Ces histoires, anecdotes et extraits d’entretiens constituent une mosaïque qui permet de retrouver Maharajji. Pour retenir ces pièces rapportées, j’ai utilisé le minimum absolu de ciment conjonctif et préféré presque toujours omettre mon optique et mes interprétations personnelles.

Mais ce choix de partager avec vous le matériau dans sa forme la plus pure mettra votre motivation à l’épreuve, car j’ai retiré à dessein les commentaires aguicheurs habituels destinés à inciter le lecteur à aller de l’avant.

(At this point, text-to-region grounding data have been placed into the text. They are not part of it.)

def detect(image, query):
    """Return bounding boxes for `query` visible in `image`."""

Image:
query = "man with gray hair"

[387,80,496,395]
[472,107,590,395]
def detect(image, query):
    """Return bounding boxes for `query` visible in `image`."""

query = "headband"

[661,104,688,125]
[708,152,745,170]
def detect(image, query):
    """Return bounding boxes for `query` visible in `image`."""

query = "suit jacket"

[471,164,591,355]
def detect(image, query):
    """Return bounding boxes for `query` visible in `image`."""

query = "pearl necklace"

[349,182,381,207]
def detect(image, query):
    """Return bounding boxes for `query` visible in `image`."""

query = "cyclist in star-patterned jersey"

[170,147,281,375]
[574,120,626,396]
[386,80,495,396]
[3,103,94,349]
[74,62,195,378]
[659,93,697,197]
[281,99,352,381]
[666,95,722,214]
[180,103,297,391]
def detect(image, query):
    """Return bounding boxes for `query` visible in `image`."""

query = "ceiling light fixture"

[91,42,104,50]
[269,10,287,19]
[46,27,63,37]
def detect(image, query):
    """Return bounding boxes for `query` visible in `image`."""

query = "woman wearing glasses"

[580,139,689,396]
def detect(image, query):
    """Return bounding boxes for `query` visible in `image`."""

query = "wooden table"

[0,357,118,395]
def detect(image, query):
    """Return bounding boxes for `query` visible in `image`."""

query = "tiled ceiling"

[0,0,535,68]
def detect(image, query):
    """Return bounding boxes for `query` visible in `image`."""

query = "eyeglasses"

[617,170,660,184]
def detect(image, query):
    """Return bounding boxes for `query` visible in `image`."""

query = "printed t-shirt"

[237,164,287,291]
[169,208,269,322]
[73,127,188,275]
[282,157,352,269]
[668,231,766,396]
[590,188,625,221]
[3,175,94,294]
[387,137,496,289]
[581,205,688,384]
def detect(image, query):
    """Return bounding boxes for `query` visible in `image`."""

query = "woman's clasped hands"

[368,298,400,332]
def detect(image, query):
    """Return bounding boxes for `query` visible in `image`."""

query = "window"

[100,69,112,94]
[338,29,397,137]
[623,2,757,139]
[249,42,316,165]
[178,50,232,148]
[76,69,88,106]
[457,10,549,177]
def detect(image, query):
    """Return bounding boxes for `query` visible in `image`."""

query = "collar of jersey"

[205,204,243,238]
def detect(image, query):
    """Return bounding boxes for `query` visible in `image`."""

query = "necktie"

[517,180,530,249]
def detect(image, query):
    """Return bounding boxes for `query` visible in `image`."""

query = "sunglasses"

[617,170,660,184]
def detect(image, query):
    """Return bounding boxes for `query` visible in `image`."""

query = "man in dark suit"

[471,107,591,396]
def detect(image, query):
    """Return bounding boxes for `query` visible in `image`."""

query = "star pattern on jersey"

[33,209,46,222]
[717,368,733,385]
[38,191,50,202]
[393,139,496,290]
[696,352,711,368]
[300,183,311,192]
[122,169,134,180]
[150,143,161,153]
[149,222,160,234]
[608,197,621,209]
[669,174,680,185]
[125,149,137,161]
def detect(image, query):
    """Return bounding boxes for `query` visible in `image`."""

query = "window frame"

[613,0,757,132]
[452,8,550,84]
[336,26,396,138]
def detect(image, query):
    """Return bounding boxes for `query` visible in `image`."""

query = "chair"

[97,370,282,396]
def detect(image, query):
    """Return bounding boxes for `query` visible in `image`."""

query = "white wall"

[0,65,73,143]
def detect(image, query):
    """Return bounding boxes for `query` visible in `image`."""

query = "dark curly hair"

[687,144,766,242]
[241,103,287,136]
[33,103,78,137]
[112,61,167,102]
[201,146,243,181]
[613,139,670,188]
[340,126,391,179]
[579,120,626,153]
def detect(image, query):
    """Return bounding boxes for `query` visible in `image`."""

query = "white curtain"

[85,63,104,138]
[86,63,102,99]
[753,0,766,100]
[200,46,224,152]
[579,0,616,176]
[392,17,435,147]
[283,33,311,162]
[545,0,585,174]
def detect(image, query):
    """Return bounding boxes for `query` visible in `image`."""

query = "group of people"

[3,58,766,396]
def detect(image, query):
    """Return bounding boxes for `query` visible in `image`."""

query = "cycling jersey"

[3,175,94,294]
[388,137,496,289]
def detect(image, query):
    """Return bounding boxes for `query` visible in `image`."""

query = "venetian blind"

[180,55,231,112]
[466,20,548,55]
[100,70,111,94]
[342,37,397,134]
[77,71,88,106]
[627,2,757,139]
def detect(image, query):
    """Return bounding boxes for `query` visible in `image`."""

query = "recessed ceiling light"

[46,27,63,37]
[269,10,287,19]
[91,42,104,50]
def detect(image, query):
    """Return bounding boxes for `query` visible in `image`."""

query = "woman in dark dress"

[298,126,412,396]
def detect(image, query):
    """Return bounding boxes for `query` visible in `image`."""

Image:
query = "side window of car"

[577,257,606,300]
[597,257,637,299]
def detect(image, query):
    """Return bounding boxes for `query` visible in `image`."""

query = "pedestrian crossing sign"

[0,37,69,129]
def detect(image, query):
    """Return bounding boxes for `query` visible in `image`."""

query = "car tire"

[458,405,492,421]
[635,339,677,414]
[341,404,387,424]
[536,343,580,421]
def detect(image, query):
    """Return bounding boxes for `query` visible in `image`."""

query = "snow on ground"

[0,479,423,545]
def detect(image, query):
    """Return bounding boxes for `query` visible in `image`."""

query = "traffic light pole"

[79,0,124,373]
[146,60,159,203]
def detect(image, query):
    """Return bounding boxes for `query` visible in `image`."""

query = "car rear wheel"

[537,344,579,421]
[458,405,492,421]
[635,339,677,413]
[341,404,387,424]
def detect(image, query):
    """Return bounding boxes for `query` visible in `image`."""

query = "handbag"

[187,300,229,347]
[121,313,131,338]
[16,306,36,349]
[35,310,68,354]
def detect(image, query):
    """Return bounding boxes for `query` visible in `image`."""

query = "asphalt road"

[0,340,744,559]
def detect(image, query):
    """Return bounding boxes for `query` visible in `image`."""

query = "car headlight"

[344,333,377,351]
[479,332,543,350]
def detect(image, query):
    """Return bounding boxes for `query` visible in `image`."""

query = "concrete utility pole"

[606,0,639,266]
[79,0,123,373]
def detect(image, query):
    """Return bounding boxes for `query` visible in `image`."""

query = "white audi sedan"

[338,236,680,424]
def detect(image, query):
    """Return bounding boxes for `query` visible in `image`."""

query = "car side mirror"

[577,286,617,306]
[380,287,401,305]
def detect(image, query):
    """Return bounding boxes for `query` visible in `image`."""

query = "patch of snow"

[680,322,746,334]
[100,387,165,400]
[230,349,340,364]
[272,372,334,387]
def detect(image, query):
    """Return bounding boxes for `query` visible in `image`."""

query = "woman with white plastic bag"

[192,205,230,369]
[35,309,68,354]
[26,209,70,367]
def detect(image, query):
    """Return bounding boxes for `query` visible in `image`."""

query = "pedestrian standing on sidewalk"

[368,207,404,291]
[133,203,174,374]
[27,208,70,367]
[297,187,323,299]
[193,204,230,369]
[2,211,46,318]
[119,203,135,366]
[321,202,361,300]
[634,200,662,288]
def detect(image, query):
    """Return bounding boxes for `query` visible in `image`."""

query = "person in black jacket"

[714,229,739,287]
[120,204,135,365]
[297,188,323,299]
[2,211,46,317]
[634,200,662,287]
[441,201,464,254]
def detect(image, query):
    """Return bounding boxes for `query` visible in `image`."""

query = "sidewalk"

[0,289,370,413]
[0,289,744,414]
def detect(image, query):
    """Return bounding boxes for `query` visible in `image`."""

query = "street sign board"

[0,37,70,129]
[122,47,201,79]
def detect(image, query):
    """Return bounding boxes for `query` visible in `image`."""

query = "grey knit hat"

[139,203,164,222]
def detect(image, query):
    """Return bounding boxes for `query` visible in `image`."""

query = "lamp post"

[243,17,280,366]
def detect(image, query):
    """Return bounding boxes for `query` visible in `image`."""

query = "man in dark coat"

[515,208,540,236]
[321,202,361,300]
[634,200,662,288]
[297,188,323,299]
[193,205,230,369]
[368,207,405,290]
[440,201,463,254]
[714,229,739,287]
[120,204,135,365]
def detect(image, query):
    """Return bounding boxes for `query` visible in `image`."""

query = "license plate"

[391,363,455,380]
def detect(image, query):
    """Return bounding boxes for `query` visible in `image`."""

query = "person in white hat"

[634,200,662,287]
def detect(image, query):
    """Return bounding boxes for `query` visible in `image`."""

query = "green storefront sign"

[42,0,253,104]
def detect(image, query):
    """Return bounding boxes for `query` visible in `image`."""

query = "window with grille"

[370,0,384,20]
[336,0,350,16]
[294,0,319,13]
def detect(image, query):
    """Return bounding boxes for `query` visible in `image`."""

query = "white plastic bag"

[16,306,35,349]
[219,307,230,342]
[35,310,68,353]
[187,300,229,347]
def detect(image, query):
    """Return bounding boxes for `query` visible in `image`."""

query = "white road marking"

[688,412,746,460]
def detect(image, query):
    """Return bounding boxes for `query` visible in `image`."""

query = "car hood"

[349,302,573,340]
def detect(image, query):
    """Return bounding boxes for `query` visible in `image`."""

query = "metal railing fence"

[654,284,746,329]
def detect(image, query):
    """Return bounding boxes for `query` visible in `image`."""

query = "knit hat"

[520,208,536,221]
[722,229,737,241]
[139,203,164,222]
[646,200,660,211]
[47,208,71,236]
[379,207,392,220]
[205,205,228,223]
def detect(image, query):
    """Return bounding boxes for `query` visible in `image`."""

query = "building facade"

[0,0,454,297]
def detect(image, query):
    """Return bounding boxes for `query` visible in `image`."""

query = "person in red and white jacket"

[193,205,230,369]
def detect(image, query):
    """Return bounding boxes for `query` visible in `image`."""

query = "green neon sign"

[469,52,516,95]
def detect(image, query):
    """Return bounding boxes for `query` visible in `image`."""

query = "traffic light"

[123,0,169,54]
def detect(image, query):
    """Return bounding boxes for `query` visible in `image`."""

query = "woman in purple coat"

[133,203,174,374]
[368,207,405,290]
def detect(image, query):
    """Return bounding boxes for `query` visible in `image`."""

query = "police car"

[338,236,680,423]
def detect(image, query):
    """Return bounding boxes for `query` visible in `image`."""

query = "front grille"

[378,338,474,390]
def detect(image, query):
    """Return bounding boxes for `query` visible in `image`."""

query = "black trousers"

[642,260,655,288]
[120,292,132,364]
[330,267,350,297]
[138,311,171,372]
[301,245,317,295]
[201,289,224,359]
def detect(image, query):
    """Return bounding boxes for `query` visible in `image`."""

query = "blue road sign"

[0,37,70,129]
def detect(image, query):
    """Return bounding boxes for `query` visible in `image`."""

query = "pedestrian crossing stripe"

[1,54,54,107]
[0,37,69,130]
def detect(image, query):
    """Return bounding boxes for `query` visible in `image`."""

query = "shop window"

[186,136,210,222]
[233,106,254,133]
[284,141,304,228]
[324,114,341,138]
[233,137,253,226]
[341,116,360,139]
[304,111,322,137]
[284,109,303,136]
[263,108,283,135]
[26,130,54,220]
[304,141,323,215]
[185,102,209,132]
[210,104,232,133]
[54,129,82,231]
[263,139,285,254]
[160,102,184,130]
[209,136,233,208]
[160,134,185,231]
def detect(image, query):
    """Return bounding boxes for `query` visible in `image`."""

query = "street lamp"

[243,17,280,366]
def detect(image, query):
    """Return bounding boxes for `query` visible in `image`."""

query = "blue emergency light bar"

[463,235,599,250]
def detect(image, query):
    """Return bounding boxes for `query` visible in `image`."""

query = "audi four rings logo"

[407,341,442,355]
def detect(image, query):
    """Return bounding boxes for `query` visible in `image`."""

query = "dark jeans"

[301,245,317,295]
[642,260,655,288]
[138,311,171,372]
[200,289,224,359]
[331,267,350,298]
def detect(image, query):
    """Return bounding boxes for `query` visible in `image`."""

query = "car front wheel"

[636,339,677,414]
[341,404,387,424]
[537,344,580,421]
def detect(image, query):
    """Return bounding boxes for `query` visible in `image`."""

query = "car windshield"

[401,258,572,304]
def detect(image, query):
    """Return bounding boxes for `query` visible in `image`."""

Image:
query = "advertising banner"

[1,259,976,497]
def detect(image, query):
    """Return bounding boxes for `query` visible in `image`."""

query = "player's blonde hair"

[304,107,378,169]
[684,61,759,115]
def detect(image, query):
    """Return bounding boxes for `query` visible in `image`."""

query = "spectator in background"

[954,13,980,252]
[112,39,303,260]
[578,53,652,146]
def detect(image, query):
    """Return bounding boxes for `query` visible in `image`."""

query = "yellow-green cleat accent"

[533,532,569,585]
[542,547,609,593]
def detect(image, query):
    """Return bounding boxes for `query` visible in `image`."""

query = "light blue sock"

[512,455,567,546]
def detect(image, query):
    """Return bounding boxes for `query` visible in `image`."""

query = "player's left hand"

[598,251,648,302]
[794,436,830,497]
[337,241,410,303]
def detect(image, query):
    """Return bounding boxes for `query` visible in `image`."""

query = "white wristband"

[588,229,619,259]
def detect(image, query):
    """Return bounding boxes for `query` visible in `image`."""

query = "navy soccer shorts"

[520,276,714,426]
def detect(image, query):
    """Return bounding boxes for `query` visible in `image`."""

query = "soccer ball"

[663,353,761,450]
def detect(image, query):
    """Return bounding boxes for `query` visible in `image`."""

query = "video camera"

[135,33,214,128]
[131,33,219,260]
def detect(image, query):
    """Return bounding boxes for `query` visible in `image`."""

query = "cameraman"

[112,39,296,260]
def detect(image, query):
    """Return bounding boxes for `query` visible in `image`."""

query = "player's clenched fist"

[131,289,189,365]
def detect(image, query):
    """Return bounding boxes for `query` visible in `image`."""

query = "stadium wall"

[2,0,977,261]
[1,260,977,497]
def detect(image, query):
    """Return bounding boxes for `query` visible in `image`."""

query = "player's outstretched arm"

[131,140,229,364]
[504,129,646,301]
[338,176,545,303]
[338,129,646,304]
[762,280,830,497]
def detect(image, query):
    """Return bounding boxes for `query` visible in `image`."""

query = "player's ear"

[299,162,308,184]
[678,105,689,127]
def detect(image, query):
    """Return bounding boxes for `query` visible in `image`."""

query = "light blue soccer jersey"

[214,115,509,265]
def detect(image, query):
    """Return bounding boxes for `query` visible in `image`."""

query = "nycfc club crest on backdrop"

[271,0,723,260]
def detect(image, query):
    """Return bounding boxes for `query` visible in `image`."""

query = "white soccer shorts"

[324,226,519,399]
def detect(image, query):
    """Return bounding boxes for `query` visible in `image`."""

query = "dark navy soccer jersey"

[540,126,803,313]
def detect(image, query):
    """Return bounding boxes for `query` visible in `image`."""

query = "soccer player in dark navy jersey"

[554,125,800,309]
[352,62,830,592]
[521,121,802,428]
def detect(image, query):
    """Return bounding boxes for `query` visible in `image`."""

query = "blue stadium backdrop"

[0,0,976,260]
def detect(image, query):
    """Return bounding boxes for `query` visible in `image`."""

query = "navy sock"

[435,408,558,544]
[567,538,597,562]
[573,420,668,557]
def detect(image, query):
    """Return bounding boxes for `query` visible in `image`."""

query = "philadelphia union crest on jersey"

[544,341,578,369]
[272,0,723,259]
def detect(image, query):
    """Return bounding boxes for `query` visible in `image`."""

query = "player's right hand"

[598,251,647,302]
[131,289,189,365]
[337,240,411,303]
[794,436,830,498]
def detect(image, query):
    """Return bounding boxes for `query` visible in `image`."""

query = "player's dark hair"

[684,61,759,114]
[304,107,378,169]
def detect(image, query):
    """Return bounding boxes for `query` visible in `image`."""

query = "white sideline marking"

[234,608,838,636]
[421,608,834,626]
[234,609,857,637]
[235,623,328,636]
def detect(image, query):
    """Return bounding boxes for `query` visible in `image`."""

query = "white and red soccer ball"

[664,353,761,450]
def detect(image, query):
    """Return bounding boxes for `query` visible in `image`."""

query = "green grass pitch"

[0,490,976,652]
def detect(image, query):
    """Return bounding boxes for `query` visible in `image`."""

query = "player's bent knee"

Je n’ai pas voulu manipuler votre désir de découvrir des choses sur Maharajji ; en fait, j’ai simplement souhaité vous fournir tout ce dont je disposais. Comme vous le constaterez, Maharajji exigeait que nous fassions tous un effort considérable pour profiter de son darshan, de l’expérience de sa présence. J’estime qu’il est dans l’esprit de son enseignement d’exiger que les lecteurs fassent un effort semblable, un “bon” effort ou effort “réel” (au sens ou l’entendaient Bouddha dans l’octuple sentier ainsi que Georges Gurdjieff).

Donc, si vous approchez cet ouvrage avec le désir de le rencontrer et de recevoir son darshan d’une façon qui pourrait aussi considérablement modifier votre vie que la nôtre, alors vous éprouverez le besoin de travailler lentement avec ce livre et en profondeur. Je puis seulement vous assurer qu’à mon avis chaque histoire est porteuse d’enseignement et mérite réflexion. Vous ne voudrez pas non plus – d’ailleurs vous ne le pourrez pas – lire ce livre d’une seule traite ou même en deux ou trois fois. Plutôt, tels une eau-de-vie de qualité, ces souvenirs doivent se déguster à petites gorgées afin que tout leur goût et leur arôme pénètrent au plus profond votre esprit et votre cœur. Et n’oubliez pas d’écouter le silence qui nimbe ces histoires, car la véritable rencontre avec Maharajji se situe entre les lignes et derrière les mots. Vous serez amplement récompensés de vos efforts car il vous sera alors donné d’approcher un être d’une stature spirituelle rarement rencontrée sur cette terre.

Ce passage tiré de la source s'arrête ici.